“Despite the pursuit of the holy grail of sufficient statistics, most applications will have to settle for the weakest concept of optimal statistics.”Quiz #1:How does Bayes sufficiency [which preserves the posterior density] differ from sufficiency [which preserves the likelihood function]?Quiz #2:

How does Fisher-information sufficiency [which preserves the information matrix] differ from standard sufficiency [which preserves the likelihood function]?

Read a recent arXival by Till Hoffmann and Jukka-Pekka Onnela that I frankly found most puzzling… Maybe due to the Norman train where I was traveling being particularly noisy.

The argument in the paper is to find a summary statistic that minimises the [empirical] expected posterior entropy, which equivalently means minimising the expected Kullback-Leibler distance to the full posterior. And maximizing the mutual information between parameters θ and summaries t(.). And maximizing the expected surprise. Which obviously requires breaking the sample into iid components and hence considering the gain brought by a specific transform of a *single* observation. The paper also contains a long comparison with other criteria for choosing summaries.

“Minimizing the posterior entropy would discard the sufficient statistic t such that the posterior is equal to the prior–we have not learned anything from the data.”

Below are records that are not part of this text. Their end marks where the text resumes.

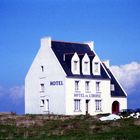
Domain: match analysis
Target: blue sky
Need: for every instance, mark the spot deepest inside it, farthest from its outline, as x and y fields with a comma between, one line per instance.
x=114, y=25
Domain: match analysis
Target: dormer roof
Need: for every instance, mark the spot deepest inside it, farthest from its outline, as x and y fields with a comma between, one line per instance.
x=64, y=52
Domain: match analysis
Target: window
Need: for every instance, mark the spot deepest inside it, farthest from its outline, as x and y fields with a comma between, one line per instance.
x=42, y=102
x=42, y=88
x=85, y=66
x=96, y=67
x=87, y=87
x=47, y=105
x=98, y=105
x=75, y=65
x=77, y=105
x=42, y=68
x=76, y=85
x=112, y=87
x=97, y=86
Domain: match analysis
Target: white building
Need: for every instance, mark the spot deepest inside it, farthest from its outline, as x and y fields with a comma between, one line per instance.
x=69, y=78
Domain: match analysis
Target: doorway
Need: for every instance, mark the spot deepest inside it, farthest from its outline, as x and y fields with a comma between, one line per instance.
x=115, y=107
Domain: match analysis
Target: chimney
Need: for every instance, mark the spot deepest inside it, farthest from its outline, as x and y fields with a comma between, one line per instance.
x=46, y=41
x=106, y=62
x=90, y=44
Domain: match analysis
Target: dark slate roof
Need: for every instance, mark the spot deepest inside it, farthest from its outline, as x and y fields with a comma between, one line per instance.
x=119, y=92
x=64, y=52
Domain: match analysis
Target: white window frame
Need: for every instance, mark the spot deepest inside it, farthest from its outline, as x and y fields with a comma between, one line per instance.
x=76, y=85
x=98, y=86
x=75, y=65
x=98, y=105
x=86, y=63
x=42, y=87
x=112, y=87
x=77, y=105
x=42, y=68
x=42, y=102
x=96, y=67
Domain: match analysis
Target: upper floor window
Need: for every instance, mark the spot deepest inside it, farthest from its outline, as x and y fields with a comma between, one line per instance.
x=87, y=86
x=42, y=68
x=96, y=67
x=42, y=102
x=98, y=105
x=75, y=65
x=97, y=86
x=77, y=105
x=42, y=87
x=112, y=87
x=85, y=66
x=76, y=85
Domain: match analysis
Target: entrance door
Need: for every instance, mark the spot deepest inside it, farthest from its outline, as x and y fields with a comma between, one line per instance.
x=115, y=107
x=87, y=107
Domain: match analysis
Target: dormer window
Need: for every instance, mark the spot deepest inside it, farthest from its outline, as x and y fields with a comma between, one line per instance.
x=96, y=67
x=42, y=87
x=112, y=87
x=86, y=65
x=75, y=64
x=42, y=68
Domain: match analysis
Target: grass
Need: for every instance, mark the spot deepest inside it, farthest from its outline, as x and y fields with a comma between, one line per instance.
x=67, y=128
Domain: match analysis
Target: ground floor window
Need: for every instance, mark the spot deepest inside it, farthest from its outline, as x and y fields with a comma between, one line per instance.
x=77, y=105
x=98, y=105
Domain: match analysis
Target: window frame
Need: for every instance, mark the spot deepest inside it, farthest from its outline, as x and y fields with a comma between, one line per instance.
x=98, y=86
x=96, y=67
x=98, y=105
x=42, y=87
x=87, y=86
x=77, y=85
x=77, y=105
x=75, y=65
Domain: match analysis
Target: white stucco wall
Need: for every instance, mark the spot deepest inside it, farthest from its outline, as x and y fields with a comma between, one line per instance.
x=81, y=94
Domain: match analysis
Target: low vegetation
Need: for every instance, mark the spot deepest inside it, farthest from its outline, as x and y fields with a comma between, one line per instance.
x=55, y=127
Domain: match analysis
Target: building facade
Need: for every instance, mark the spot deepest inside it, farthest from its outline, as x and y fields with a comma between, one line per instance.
x=69, y=78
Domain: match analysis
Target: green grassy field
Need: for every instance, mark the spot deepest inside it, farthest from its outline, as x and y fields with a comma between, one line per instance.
x=35, y=127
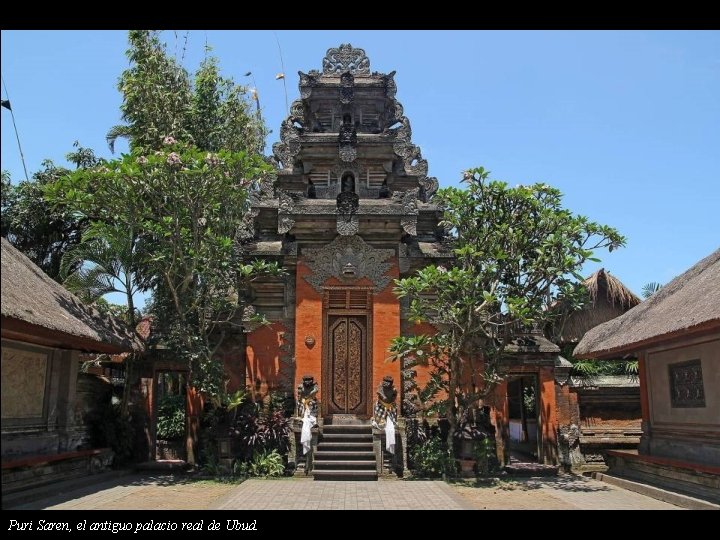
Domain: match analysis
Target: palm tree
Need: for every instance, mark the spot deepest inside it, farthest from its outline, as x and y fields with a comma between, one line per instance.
x=105, y=261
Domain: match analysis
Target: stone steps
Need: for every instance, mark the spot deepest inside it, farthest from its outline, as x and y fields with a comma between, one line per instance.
x=345, y=452
x=531, y=469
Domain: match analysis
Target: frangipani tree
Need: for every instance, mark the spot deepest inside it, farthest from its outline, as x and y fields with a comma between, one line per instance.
x=517, y=251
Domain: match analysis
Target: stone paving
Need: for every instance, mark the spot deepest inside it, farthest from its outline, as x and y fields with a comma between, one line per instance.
x=561, y=493
x=164, y=492
x=139, y=492
x=340, y=495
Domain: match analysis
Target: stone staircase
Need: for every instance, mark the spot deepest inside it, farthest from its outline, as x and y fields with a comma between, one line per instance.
x=345, y=452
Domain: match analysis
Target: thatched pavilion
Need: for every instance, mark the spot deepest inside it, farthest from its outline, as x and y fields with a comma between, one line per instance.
x=44, y=328
x=676, y=336
x=609, y=298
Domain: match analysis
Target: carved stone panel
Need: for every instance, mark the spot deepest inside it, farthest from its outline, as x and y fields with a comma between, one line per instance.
x=332, y=261
x=346, y=58
x=686, y=384
x=346, y=361
x=348, y=225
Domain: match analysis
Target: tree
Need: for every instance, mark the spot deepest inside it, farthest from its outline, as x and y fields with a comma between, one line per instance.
x=181, y=195
x=105, y=261
x=43, y=232
x=159, y=100
x=188, y=206
x=517, y=251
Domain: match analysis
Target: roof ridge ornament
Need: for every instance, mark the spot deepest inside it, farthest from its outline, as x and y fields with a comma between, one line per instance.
x=346, y=58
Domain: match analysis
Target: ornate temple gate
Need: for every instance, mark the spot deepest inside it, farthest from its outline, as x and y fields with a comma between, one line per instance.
x=347, y=365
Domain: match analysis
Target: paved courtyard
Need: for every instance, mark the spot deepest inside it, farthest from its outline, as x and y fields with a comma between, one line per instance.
x=165, y=492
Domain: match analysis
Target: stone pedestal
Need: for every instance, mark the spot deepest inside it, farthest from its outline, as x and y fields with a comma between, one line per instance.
x=302, y=464
x=391, y=464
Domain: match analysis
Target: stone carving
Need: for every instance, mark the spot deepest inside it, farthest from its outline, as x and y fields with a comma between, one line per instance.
x=346, y=58
x=347, y=153
x=354, y=364
x=569, y=445
x=285, y=224
x=348, y=203
x=429, y=186
x=340, y=168
x=286, y=367
x=297, y=111
x=410, y=212
x=385, y=406
x=347, y=226
x=403, y=260
x=332, y=259
x=389, y=84
x=247, y=227
x=308, y=81
x=286, y=205
x=347, y=88
x=347, y=139
x=686, y=384
x=282, y=155
x=285, y=150
x=307, y=396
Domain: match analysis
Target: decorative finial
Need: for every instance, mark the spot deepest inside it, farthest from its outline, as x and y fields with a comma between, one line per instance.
x=346, y=58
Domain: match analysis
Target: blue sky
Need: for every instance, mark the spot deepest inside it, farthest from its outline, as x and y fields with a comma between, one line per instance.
x=625, y=124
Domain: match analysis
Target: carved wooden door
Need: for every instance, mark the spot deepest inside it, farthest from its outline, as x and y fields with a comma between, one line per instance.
x=347, y=364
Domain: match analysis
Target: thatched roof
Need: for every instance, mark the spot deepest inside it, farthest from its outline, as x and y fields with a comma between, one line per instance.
x=37, y=309
x=609, y=298
x=689, y=303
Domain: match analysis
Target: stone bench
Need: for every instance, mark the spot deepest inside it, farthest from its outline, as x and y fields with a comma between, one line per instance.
x=33, y=471
x=694, y=479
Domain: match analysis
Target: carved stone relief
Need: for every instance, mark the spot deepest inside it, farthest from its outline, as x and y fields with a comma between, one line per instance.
x=333, y=259
x=346, y=58
x=347, y=225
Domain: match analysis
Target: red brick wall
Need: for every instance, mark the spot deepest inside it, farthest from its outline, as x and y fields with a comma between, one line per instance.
x=309, y=322
x=263, y=358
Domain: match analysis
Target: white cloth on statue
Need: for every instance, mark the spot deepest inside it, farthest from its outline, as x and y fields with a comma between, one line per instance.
x=306, y=434
x=390, y=435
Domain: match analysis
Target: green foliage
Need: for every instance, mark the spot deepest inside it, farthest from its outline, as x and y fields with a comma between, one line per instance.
x=187, y=207
x=117, y=432
x=171, y=417
x=517, y=251
x=106, y=260
x=432, y=459
x=589, y=369
x=486, y=461
x=38, y=229
x=159, y=100
x=266, y=463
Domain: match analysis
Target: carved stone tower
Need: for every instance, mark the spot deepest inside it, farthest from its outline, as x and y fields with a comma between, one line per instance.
x=351, y=211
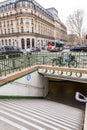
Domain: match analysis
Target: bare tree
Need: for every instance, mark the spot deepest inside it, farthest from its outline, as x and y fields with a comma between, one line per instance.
x=75, y=24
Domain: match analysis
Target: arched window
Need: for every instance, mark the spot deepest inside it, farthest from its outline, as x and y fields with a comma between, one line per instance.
x=6, y=42
x=22, y=43
x=2, y=42
x=33, y=42
x=28, y=43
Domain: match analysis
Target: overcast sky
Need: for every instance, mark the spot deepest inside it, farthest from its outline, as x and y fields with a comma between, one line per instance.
x=65, y=7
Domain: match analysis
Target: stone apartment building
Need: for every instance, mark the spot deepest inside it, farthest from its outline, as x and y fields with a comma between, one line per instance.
x=25, y=23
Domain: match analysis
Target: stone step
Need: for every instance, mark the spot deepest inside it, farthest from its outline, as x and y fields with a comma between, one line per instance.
x=33, y=114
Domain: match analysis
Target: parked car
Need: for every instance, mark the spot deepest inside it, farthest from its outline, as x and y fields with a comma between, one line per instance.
x=79, y=48
x=66, y=49
x=10, y=50
x=33, y=49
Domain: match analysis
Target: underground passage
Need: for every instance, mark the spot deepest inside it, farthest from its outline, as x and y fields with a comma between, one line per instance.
x=64, y=92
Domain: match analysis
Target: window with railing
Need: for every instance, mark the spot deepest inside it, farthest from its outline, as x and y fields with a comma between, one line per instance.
x=12, y=30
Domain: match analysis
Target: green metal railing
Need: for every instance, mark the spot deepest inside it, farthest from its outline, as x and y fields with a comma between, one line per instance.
x=12, y=63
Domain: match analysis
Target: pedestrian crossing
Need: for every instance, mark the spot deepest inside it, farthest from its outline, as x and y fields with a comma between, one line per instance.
x=38, y=114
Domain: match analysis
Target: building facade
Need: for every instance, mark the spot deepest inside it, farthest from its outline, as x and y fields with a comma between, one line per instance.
x=25, y=23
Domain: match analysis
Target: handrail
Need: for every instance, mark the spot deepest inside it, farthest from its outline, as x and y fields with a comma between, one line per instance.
x=78, y=96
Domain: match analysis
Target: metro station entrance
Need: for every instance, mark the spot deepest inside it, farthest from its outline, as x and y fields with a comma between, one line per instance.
x=64, y=92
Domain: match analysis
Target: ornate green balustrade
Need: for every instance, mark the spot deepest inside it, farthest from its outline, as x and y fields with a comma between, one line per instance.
x=10, y=64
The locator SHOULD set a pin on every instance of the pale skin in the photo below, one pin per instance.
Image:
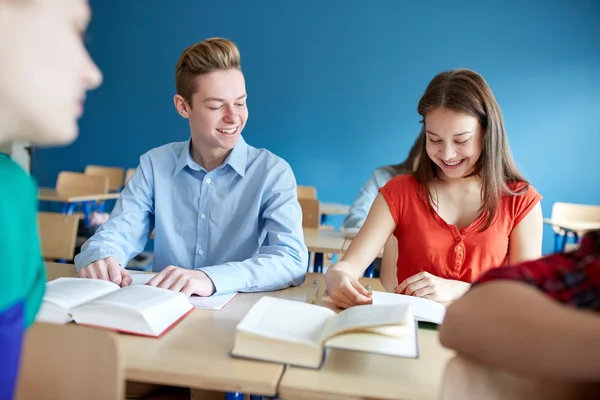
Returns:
(217, 116)
(452, 138)
(531, 334)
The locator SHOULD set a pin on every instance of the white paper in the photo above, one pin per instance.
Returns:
(140, 278)
(212, 302)
(423, 309)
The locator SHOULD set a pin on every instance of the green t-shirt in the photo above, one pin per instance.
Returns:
(22, 270)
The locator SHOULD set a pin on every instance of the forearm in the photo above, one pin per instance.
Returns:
(112, 240)
(515, 327)
(276, 267)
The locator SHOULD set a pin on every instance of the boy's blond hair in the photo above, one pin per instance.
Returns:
(202, 58)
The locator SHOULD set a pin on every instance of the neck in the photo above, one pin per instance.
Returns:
(210, 159)
(10, 127)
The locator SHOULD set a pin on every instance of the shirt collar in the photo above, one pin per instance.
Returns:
(236, 159)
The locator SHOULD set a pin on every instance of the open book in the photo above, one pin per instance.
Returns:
(136, 309)
(215, 303)
(295, 333)
(423, 309)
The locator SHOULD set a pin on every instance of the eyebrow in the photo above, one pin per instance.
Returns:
(223, 100)
(456, 134)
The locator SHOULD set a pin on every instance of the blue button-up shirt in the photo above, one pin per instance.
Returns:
(240, 223)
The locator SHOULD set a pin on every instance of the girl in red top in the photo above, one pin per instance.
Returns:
(465, 210)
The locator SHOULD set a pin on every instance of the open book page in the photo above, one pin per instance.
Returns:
(68, 293)
(212, 302)
(423, 309)
(286, 320)
(140, 278)
(405, 346)
(388, 320)
(137, 297)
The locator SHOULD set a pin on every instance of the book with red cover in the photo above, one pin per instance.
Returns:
(136, 309)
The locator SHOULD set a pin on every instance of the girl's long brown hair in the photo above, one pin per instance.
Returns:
(466, 92)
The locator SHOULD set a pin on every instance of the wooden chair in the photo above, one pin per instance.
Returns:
(129, 174)
(70, 362)
(571, 212)
(115, 175)
(307, 192)
(465, 379)
(58, 234)
(78, 184)
(311, 216)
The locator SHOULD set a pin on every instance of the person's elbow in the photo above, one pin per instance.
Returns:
(453, 326)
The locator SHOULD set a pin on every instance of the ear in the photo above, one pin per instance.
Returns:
(182, 106)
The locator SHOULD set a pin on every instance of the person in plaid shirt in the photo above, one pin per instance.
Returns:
(540, 318)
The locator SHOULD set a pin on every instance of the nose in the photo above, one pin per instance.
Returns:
(93, 75)
(448, 152)
(229, 115)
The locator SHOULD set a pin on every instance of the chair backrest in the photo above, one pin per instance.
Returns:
(307, 192)
(311, 213)
(70, 362)
(129, 174)
(58, 234)
(115, 175)
(78, 184)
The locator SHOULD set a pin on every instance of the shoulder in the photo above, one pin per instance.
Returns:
(14, 177)
(166, 151)
(404, 182)
(521, 193)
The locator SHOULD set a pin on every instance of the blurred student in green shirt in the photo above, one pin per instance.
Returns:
(45, 71)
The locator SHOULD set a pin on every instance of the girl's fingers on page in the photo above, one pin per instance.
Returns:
(91, 272)
(158, 278)
(426, 291)
(413, 287)
(126, 279)
(178, 284)
(360, 289)
(114, 272)
(187, 289)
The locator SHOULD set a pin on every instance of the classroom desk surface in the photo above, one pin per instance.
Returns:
(328, 241)
(195, 353)
(334, 209)
(50, 194)
(355, 375)
(580, 227)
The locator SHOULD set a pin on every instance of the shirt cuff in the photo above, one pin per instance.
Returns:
(224, 277)
(84, 259)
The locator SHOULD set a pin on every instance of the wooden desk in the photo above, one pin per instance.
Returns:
(195, 353)
(354, 375)
(49, 194)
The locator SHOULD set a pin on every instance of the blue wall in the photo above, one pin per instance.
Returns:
(333, 84)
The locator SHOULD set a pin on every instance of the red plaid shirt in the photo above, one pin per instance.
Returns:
(572, 278)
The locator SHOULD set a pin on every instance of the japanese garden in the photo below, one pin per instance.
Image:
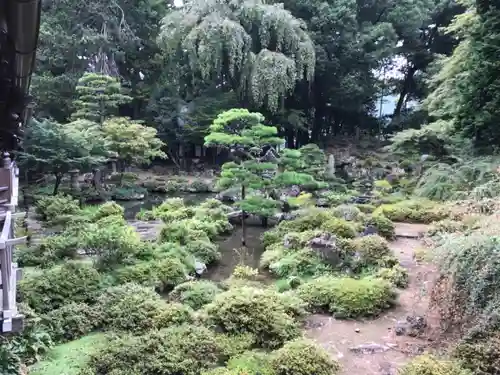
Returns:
(237, 187)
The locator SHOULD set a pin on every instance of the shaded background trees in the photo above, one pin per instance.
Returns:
(314, 69)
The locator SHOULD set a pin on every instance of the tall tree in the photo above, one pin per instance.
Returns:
(260, 50)
(53, 148)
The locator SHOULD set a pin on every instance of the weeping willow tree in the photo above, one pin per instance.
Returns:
(260, 50)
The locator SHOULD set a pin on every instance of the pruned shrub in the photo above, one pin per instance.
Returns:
(195, 293)
(134, 308)
(396, 275)
(339, 227)
(372, 250)
(111, 241)
(347, 212)
(346, 297)
(57, 286)
(412, 212)
(203, 251)
(383, 225)
(108, 209)
(57, 207)
(52, 250)
(71, 321)
(186, 350)
(263, 313)
(428, 364)
(251, 362)
(303, 357)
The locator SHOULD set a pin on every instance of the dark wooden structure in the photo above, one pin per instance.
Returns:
(19, 26)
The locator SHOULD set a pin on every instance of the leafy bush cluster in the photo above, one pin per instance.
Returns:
(347, 297)
(271, 317)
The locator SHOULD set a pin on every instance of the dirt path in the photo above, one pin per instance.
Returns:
(372, 346)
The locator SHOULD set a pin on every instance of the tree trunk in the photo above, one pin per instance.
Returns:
(265, 221)
(243, 214)
(404, 92)
(57, 183)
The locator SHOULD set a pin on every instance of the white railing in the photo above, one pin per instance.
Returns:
(9, 188)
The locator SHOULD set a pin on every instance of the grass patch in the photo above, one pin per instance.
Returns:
(69, 358)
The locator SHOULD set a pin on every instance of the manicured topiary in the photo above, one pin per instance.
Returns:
(260, 312)
(108, 209)
(134, 308)
(339, 227)
(346, 297)
(303, 357)
(60, 285)
(371, 249)
(195, 293)
(382, 225)
(71, 321)
(396, 275)
(187, 349)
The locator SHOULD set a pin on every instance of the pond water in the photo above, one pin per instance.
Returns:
(232, 254)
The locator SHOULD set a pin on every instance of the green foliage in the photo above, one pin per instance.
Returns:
(382, 224)
(346, 297)
(372, 249)
(302, 357)
(445, 182)
(111, 240)
(60, 285)
(195, 293)
(396, 275)
(265, 73)
(412, 211)
(108, 209)
(427, 364)
(468, 287)
(52, 208)
(132, 142)
(56, 148)
(134, 308)
(163, 274)
(339, 227)
(98, 97)
(263, 313)
(187, 349)
(71, 321)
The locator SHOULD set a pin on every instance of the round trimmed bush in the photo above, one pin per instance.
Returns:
(263, 313)
(347, 212)
(430, 365)
(303, 357)
(203, 251)
(109, 209)
(195, 293)
(131, 307)
(396, 275)
(186, 350)
(383, 225)
(346, 297)
(71, 321)
(251, 362)
(372, 249)
(174, 314)
(339, 227)
(164, 273)
(60, 285)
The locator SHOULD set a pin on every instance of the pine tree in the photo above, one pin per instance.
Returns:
(98, 97)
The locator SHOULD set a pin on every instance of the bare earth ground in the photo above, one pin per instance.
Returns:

Furthermore, the *expected* aspect of the criterion takes us away from a proper Bayes analysis (and exhibits artifacts as the one above), which somehow makes me question the relevance of comparing entropies under different distributions. It took me a long while to realise that the collection of summaries was set by the user and quite limited. Like a neural network representation of the posterior mean. And the *intractable* posterior is further *approximated* by a closed-form function of the parameter θ and of the summary t(.). Using there a neural density estimator. Or a mixture density network.